Where did you train? The prestigious Paul Bocuse Institute in Lyon, I then began my professional career in Paris, working under some of the country’s top chefs.
Where does your inspiration come from? My inspiration comes from the different places I’ve worked, the people I’ve met, dishes I have eaten and also moments and memories of the different places. It sometimes pops up out of nowhere, and that’s when the ‘magic happens’.
Which countries have you travelled to and how have they inspired your dishes? I’ve been lucky enough to work in Australia, Spain, France, French Polynesia and now the Maldives. Each of those countries have lots of different types of cuisine and cooking techniques. Some of them are more based on the product itself, such Spain where there’s almost no additional ingredients to seafood whilst in Australia they work more with fermentation and aged meats. Staying in those countries for years in addition to my training in France, allows me to combine those techniques and ideas into what is my cuisine today.
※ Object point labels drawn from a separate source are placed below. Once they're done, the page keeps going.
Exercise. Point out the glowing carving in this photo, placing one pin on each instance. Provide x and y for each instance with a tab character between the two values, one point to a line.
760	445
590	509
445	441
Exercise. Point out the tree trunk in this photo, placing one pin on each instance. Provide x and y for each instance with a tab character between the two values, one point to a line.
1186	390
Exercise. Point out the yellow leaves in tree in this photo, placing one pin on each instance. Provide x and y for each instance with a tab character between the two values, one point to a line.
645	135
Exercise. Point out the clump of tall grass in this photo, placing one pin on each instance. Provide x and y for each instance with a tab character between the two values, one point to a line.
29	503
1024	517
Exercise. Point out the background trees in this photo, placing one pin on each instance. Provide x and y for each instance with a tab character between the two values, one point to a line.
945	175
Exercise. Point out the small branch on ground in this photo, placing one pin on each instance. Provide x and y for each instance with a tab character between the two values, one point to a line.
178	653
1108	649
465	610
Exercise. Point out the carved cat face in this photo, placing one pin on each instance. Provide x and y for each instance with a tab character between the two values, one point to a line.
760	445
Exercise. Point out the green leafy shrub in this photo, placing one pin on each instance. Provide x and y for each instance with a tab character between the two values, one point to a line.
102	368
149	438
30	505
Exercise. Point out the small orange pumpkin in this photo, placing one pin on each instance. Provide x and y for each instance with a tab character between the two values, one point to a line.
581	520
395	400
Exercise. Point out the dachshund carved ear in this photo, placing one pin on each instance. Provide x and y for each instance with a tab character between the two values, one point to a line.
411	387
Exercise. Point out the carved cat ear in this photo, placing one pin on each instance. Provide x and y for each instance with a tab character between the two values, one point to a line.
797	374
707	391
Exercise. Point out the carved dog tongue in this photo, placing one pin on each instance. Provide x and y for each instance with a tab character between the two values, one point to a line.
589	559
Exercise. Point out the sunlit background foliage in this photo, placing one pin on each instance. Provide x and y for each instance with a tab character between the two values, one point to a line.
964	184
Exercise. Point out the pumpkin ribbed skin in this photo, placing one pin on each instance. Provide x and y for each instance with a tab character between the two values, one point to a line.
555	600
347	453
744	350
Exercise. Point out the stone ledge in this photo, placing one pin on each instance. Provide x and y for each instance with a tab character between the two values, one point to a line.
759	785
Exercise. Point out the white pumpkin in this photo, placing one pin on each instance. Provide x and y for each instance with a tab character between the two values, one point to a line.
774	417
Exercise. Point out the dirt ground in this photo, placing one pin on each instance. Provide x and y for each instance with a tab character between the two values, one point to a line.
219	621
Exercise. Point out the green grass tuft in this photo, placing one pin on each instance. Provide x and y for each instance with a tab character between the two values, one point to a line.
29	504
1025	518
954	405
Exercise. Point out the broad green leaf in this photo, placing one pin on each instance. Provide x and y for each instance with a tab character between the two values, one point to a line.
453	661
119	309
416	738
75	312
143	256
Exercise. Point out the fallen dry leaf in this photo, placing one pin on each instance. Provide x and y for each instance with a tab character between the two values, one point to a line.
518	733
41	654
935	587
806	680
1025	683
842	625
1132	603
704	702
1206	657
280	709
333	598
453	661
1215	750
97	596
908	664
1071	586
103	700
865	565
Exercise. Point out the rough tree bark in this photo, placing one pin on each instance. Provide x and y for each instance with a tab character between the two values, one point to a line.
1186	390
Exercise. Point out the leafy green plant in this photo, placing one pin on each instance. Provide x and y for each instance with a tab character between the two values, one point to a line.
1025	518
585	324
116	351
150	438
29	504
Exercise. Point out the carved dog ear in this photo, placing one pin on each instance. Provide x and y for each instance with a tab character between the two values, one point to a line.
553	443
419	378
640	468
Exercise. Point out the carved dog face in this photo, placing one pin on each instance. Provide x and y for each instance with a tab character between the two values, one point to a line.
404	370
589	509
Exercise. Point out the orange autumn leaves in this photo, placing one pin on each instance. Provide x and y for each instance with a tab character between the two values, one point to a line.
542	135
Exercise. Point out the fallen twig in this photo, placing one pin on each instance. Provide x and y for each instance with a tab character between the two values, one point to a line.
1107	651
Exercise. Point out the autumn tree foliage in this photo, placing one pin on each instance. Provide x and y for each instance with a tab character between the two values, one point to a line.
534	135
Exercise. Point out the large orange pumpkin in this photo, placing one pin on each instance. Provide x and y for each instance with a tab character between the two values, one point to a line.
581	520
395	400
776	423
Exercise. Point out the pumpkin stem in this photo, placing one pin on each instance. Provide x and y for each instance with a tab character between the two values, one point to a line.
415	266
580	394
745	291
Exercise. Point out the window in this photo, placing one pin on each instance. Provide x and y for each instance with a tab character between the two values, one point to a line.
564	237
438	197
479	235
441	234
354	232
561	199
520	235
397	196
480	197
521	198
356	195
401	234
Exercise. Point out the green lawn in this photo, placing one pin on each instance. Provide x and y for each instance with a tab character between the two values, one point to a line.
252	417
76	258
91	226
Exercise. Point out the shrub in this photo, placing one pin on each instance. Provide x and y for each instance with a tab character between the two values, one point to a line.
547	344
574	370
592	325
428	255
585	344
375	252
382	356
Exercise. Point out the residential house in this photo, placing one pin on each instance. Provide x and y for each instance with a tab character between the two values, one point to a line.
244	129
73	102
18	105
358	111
What would be your ‘must-do’ dining experience if you were a resident at Kudadoo? I think that what is defining the concept and the best dining experience as a guest at Kudadoo is the possibility to interact with the chef and being able to create a “sur mesure” culinary experience for them.
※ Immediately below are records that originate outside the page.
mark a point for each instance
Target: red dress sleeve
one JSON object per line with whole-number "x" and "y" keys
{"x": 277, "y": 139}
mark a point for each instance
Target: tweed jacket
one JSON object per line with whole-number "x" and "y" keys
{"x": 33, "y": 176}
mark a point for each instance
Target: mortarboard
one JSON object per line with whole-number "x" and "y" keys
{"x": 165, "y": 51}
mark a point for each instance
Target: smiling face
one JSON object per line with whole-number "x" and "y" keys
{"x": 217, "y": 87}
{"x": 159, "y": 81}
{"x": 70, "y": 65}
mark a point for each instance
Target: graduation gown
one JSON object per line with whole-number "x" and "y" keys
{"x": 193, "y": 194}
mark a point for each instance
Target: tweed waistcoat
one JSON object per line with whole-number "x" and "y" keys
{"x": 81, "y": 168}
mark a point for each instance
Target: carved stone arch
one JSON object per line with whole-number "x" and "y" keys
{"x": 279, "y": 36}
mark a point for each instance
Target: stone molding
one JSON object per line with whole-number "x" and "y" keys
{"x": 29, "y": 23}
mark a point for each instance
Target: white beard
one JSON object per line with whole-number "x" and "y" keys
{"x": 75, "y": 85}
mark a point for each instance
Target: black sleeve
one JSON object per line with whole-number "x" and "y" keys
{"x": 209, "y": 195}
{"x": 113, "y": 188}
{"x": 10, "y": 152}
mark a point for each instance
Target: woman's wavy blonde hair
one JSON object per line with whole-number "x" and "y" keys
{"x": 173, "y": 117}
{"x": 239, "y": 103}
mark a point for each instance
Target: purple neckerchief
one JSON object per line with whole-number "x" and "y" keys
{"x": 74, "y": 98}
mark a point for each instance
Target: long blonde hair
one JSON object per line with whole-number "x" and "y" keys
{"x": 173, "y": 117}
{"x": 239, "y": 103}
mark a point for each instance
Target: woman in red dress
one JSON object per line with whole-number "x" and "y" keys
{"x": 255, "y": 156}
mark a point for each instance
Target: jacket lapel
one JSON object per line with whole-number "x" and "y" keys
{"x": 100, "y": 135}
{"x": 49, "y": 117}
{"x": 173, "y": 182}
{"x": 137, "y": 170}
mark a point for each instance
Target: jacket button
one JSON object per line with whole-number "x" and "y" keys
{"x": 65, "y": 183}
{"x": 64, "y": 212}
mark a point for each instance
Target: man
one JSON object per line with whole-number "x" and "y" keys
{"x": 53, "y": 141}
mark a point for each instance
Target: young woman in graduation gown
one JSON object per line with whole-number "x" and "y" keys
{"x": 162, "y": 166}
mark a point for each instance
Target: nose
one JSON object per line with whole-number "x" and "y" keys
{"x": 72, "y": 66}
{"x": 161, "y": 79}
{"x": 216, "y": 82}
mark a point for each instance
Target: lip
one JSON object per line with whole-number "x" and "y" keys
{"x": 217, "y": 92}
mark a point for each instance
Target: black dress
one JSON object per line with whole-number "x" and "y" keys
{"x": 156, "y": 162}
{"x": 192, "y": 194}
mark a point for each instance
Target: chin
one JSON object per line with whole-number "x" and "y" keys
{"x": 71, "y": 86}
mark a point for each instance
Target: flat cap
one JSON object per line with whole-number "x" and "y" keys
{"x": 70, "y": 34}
How does Kudadoo’s menu relect your influences and training? We are lucky to get our products from all around the world – meats from Australia, seafood from Europe and Maldives, vegetables from France and Australia and we combine those products with traditional dishes from Asia, Middle East and French cuisine. I would say that it’s by the cooking techniques and the modern way of plating those worldwide dishes that my influences and training are reflected; we bring finesse and attention to detail to all of them. Even the most simple recipes are prepared with the utmost respect for the ingredients.
What is your all time favourite dish, both to create and to eat? I have been working on a particular way of dry aging ducks, it took me 2 years to find the best technique and it points to how I have been influenced by my time in Australia. The duck will be served with a pickled beetroot purée, some glazed baby turnips, a duck jus flambé with Grand Marnier and served with an orange marmalade on the side – brining in traditional french cuisine influences. To eat, I would say that my favourite dish is what we call in french, ‘Ris de veau aux vin jaune et aux morilles’, veal sweetbreads with yellow wine and morel mushrooms – one of the most classic, traditional and old-school French dishes.